Senior Site Reliability Engineer
Remote - US
Posted 4 months ago
As a Senior Site Reliability Engineer, you will be a part of the Tanium Cloud Engineering team. We have a focus on solving cloud operations problems and keeping our services online. We are looking for individuals who are just as passionate about troubleshooting issues with distributed systems as they are to automate, code and collaborate to solve problems. Here you’ll be responsible for identifying, troubleshooting and reporting platform problems to product engineers (or fixing the code yourself) in order to ensure that we are providing a stable and reliable service.What you’ll do:
- You will report and solve problems within the Tanium infrastructure services and collaborate on issues with product engineers.
- You will participate in SRE software engineering, writing code for the continuing reduction of human intervention in operational tasks and automation of processes.
- You will monitor the Tanium Cloud platform and cloud infrastructure, responding to incidents, correcting and improving systems to prevent incidents and planning capacity.
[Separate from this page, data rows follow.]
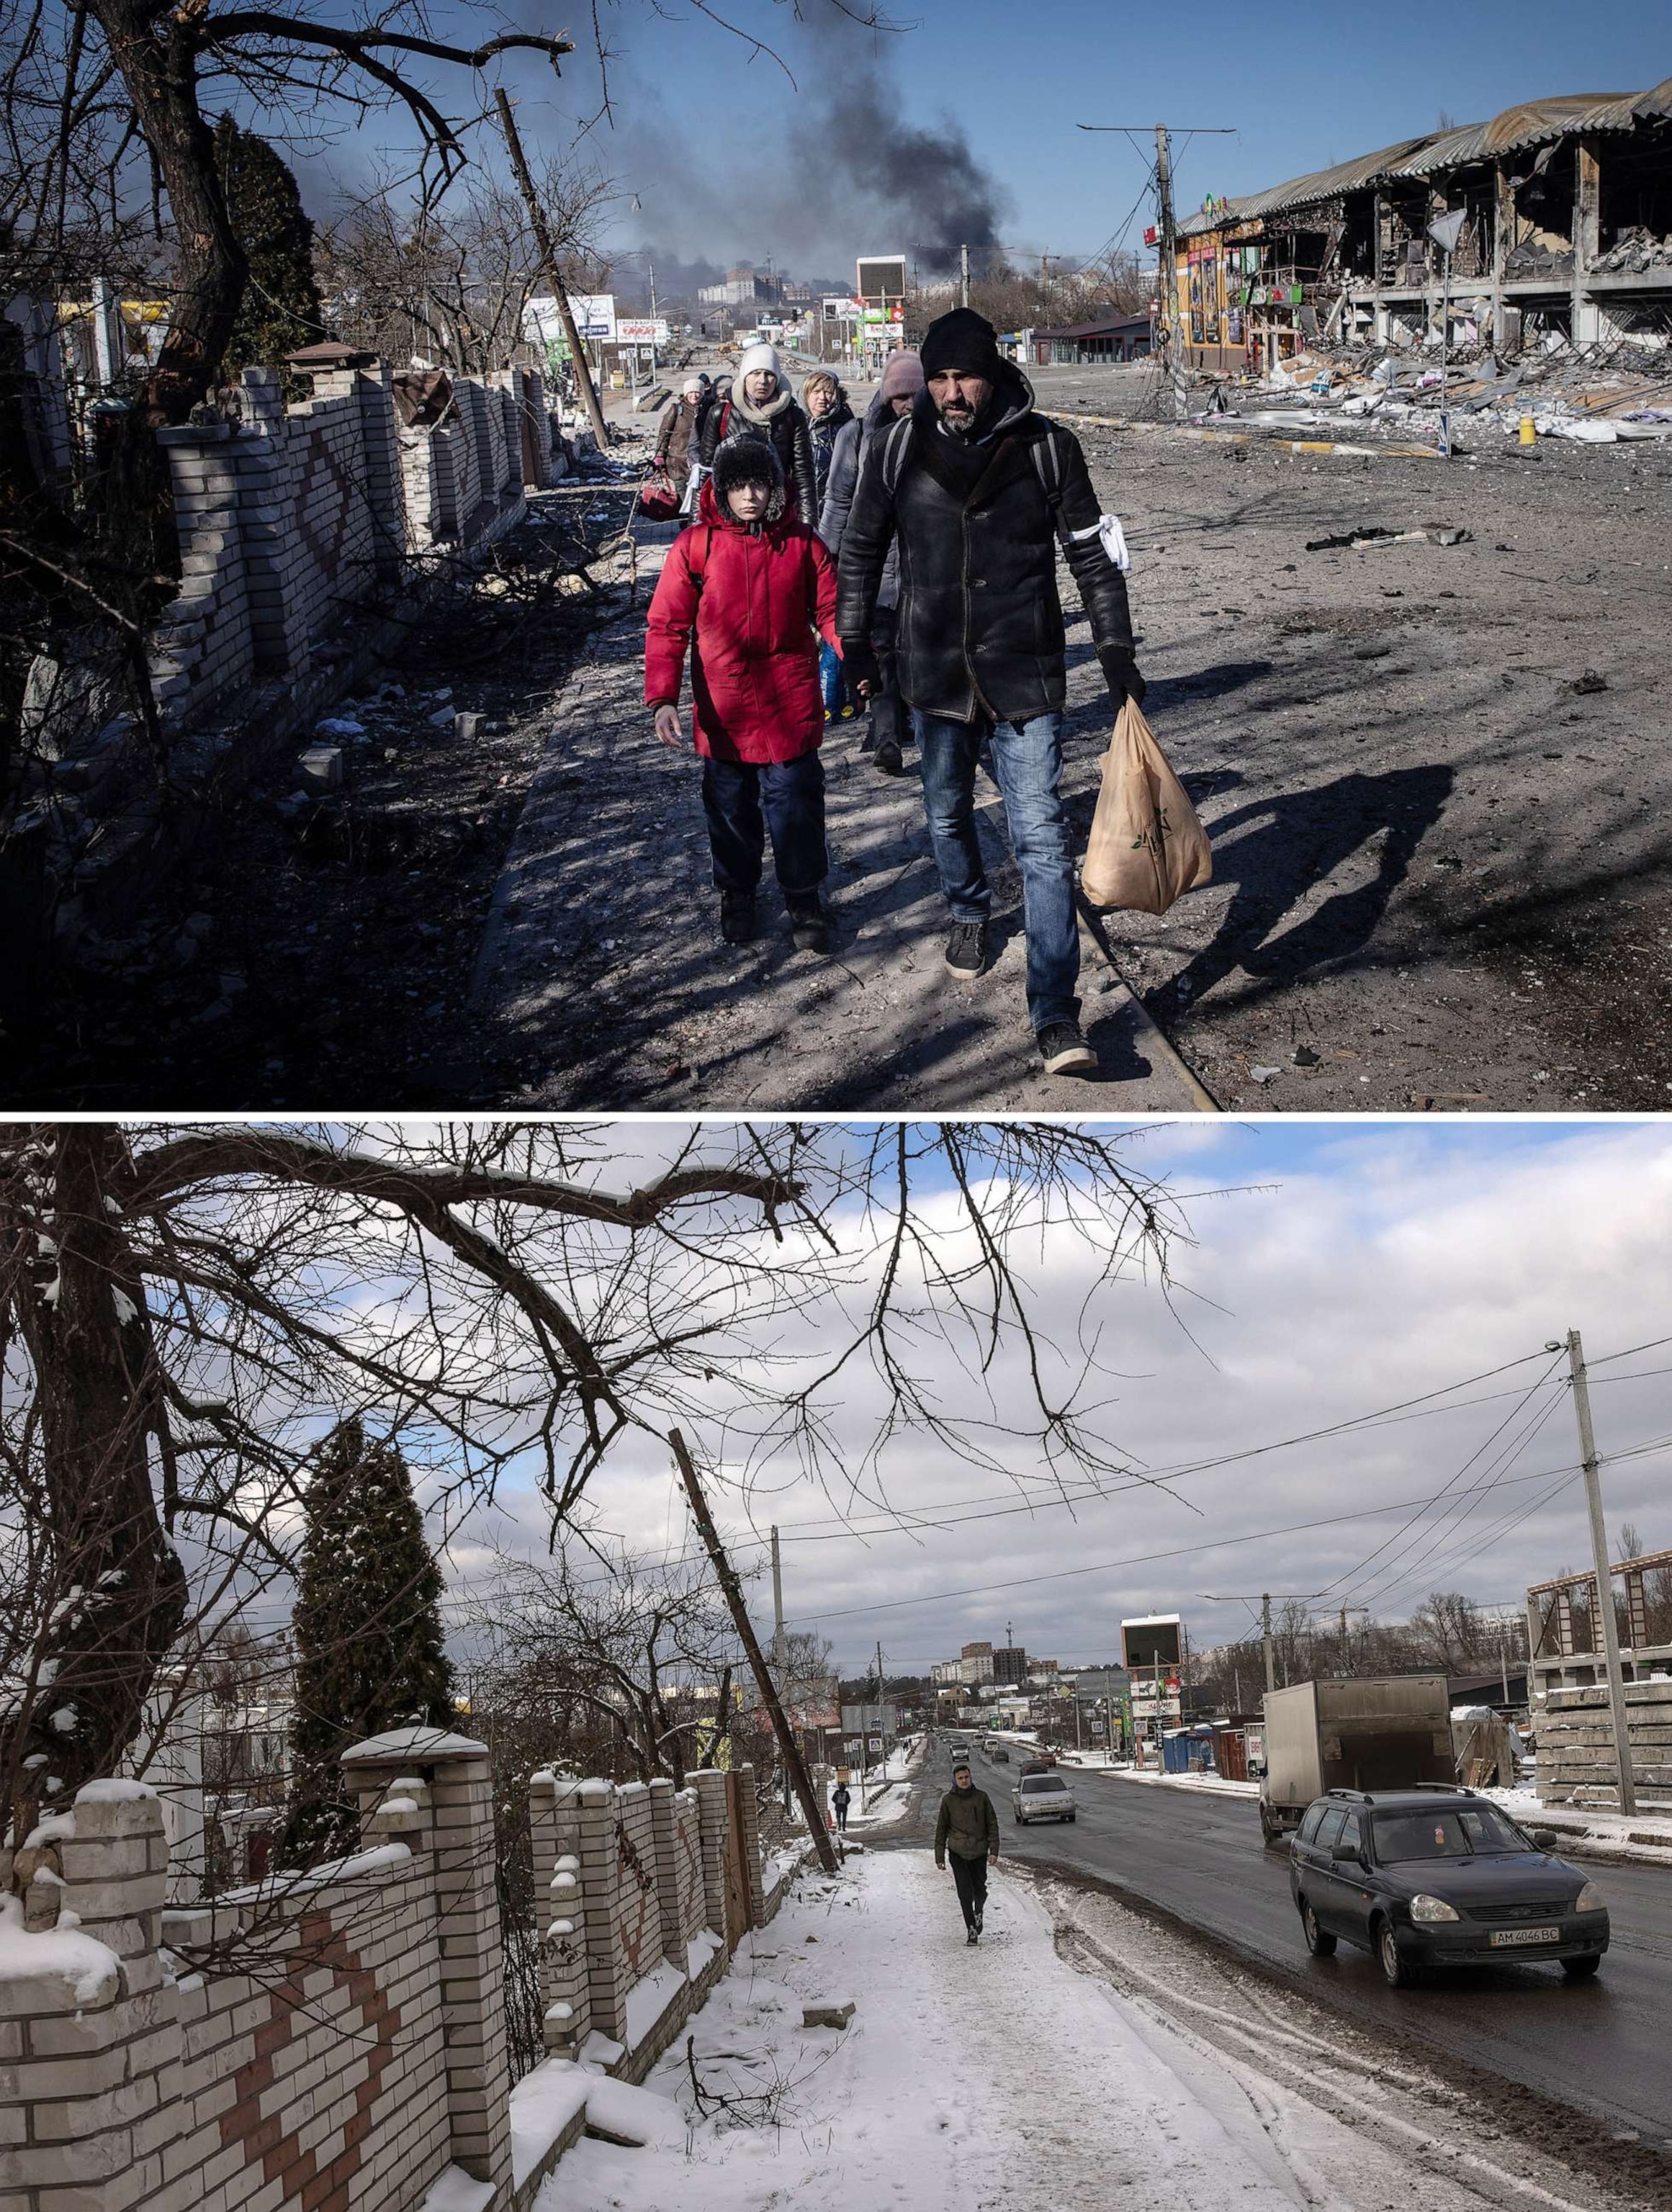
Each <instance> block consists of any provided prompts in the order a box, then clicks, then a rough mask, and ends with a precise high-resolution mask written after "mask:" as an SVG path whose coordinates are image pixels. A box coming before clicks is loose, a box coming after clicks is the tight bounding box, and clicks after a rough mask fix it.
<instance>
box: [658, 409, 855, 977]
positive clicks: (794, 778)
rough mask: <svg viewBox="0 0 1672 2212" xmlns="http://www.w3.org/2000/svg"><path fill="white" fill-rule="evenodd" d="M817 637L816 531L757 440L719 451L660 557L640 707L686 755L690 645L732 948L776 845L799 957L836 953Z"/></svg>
mask: <svg viewBox="0 0 1672 2212" xmlns="http://www.w3.org/2000/svg"><path fill="white" fill-rule="evenodd" d="M814 626H816V628H818V635H821V637H825V639H827V641H829V644H836V564H834V562H832V557H829V553H827V551H825V546H823V542H821V538H818V535H816V533H814V531H809V529H807V526H805V524H801V522H794V520H787V518H785V489H783V467H781V465H778V456H776V453H774V451H772V447H770V445H765V442H763V440H759V438H739V440H734V442H730V445H723V447H721V449H719V453H717V456H714V473H712V476H710V478H708V480H706V482H703V491H701V500H699V507H697V522H694V526H692V529H688V531H681V535H679V540H677V542H675V544H672V546H670V549H668V564H666V568H663V571H661V577H659V580H657V591H655V597H652V599H650V622H648V628H646V646H644V697H646V706H650V708H652V710H655V717H657V737H659V739H661V743H663V745H681V743H683V730H681V726H679V679H681V672H683V664H686V641H688V639H690V637H692V630H694V644H692V653H690V690H692V708H694V717H692V719H694V734H697V752H699V754H701V757H703V814H706V816H708V843H710V847H712V854H714V887H717V889H719V894H721V936H723V938H725V942H728V945H748V942H750V938H752V936H754V891H756V885H759V883H761V860H763V856H765V834H767V830H770V832H772V863H774V867H776V872H778V887H781V889H783V902H785V907H787V909H790V936H792V938H794V945H796V951H807V953H827V951H829V920H827V916H825V909H823V905H821V900H818V885H821V883H823V880H825V874H827V869H829V860H827V856H825V768H823V763H821V759H818V743H821V739H823V734H825V703H823V695H821V690H818V641H816V637H814ZM763 810H765V823H763V818H761V814H763Z"/></svg>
- You will manage cloud provider infrastructure, system deployments and product releases.
- You will be involved in resolving Tanium Cloud customer support issues.
- You will demonstrate and promote best practices for teams using cloud platforms.
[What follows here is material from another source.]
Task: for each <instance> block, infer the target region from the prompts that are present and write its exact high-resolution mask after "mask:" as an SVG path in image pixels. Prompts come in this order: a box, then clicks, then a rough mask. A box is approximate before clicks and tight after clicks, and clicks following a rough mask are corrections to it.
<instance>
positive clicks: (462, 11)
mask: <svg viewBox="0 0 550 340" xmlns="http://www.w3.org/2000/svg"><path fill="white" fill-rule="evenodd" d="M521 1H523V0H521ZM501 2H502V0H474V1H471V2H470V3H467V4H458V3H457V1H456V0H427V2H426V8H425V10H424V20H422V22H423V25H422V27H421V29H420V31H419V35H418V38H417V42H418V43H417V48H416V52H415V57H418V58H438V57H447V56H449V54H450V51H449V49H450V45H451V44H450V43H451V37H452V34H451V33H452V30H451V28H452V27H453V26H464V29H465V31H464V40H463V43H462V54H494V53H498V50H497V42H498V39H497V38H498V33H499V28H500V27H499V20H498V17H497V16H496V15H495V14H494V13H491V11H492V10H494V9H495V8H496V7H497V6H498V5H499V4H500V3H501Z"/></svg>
- You will participate in 24x365 on-call schedules.
- Bachelor's or equivalent experience.
- CS Degree preferred.
- You have at least three years of experience creating public cloud-based services with AWS, GCP or Azure.
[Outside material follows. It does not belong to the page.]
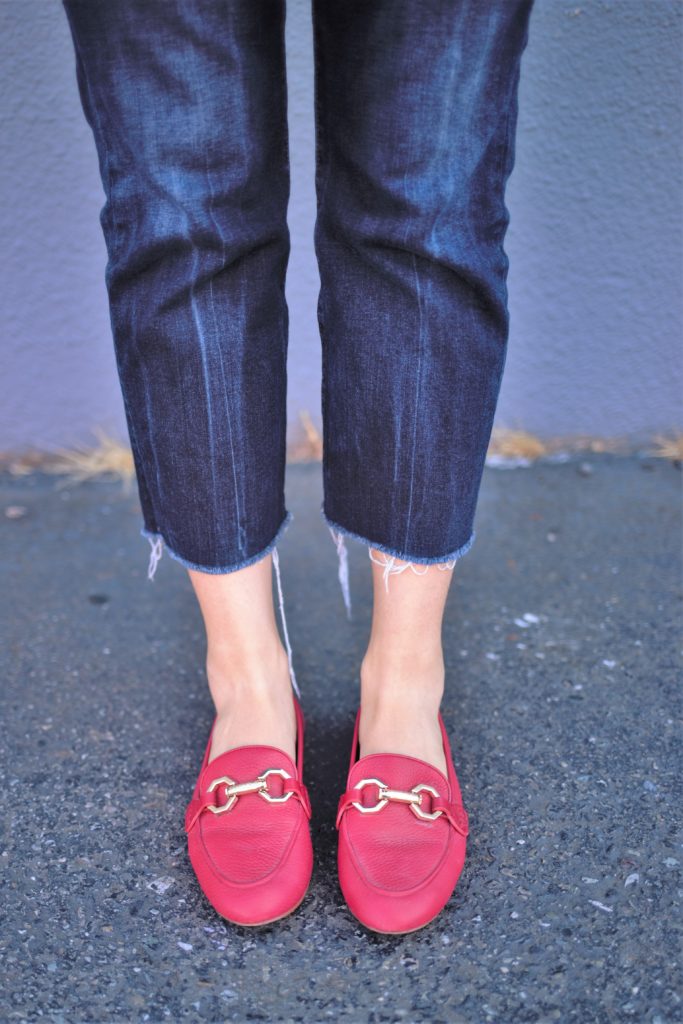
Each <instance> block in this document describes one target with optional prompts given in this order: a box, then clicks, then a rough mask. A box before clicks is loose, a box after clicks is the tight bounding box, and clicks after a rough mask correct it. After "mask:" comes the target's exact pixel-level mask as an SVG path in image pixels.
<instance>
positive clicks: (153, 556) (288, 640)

- You have at least five years of experience in a software development role.
- You have either a) helped lead the initial deployment of a new SAAS to a public cloud (AWS, GCP or Azure) OR b) been an integral member of an established and high-functioning SRE team for a reputable cloud-hosted SAAS.
- Proven track record of designing and building commercial software products in an Agile environment.
- You have used Ansible, Puppet, Chef or another config management suite, know where it's broken, and are open to trying new alternatives.
- Experience with modern software engineering development and automation tools like Git, Jenkins, Grunt, JIRA, etc.
- Experience managing cloud based infrastructure using infrastructure as code methodologies. Preferred tooling experience; CloudFormation or Terraform.
- Believes in the power of test driven development and the need for writing automated tests as part of development.
- Deliberate and demonstrates sound judgment for balancing between rapid development and long-term code maintainability and supportability.
- Skilled debugger who can put out fires under pressure when things go wrong in production environments.
- Relentless desire to automate and build software tools.
- Have a customer-centric work approach to drive positive experiences for Tanium customers
- Proven ability to work effectively in cross-functional teams.
- Ability to work efficiently and effectively in a remote work setting.
- Motivated self-starter
Tanium offers a proven platform for endpoint visibility and control that transforms how the world's largest and most sophisticated organizations manage and secure their computing devices with unparalleled speed and agility. There’s a reason why more than half of the Fortune 100, top retailers and financial institutions, and four branches of the US Armed Forces rely on Tanium.
At Tanium, we are stewards of a culture that emphasizes the importance of collaboration, respect, and diversity. In our pursuit of revolutionizing the way some of the largest enterprises and governments in the world solve their most difficult IT challenges, we are strengthened by our unique perspectives and by our collective actions.
Our unstoppable spirit, drive to do the right thing and win as a team attitude has earned us the rank of 7th on the Forbes list of “Top 100 Private Companies in Cloud Computing” for 2019 and 10th on FORTUNE’s list of the “100 Best Medium Workplaces.”